Berlin . Grüne, Linke und Liberale lehnen Julia Klöckners Tagekontingente und Grenzzentren ab. Ihre Pläne wirken wie eine Attacke auf Merkel.
Was tun, wenn Europa scheitert, wenn Merkels Plan A nicht aufgeht? Je größer die Zweifel an einer europäischen Lösung der Flüchtlingskrise, desto lauter wird der Ruf nach nationalen Alleingängen: In der Union gibt es breite Zustimmung für den Alternativplan von CDU-Vize Julia Klöckner. Sie nennt ihn nicht Plan B, sondern Plan A2 – doch er geht in dieselbe Richtung: eine striktere Grenzpolitik, eine nationale Antwort zur Begrenzung des Flüchtlingszustroms.
„Der Plan von Frau Klöckner geht in die richtige Richtung“, sagte CSU-Landesgruppenchefin Gerda Hasselfeldt dieser Zeitung. Er ergänze die Anstrengungen zur dringend erforderlichen Begrenzung und Reduzierung der Flüchtlingszahlen in Deutschland und in Europa. „Nur so können wir unsere Hilfe auf die wirklich Schutzbedürftigen konzentrieren und diese angemessen aufnehmen.“ Auch Merkels CDU-interne Kritiker applaudierten: „Es ist völlig egal, ob der Plan nun B oder A2 heißt. Hauptsache, wir gehen jetzt endlich dazu über, nationale Maßnahmen zu ergreifen“, sagte der CDU-Wirtschaftspolitiker Carsten Linnemann.
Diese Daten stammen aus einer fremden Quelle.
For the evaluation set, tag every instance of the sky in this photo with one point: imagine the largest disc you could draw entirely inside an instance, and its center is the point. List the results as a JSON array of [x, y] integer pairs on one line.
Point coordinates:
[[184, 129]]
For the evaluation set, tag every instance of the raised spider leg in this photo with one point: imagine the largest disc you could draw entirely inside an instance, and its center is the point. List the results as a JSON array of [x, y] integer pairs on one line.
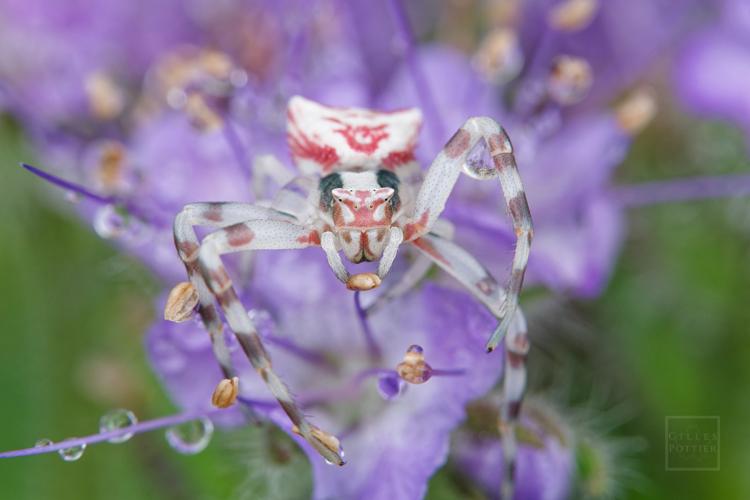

Parteivize Julia Klöckner, die am 13. März die Landtagswahlen in Rheinland-Pfalz gewinnen will, hatte in einem Papier unter dem Titel „Plan A2“ unter anderem Tageskontingente für Flüchtlinge an der deutschen Grenze und die Einführung von Grenzzentren ähnlich den von der SPD abgelehnten Transitzonen vorgeschlagen. Die Forderungen seien richtig, es dürfe jetzt keine Denkverbote geben, sagte auch CDU-Mittelstandsexperte Christian von Stetten. Von Stetten gehört zu den Initiatoren eines Briefes an Merkel, in dem 44 Abgeordnete der Unionsfraktion eine Änderung der Zuwanderungspraxis verlangt hatten. Er freue sich, „dass jetzt Bewegung in die Diskussion kommt“.
Die Linke übt scharfe Kritik an „abenteuerlichen Vorschlägen“
Die SPD bestärkte Merkel am Wochenende zwar grundsätzlich in ihrem Festhalten an einer europäischen Lösung (Plan A). SPD-Chef Sigmar Gabriel kalkuliert jedoch längst nationale Lösungen ein. „Ich hoffe, dass alle in Europa wissen, dass das Schließen der Grenzen in Europa der nächste Schritt ist, wenn die Außengrenzen auf Dauer nicht gesichert bleiben“, sagte Gabriel.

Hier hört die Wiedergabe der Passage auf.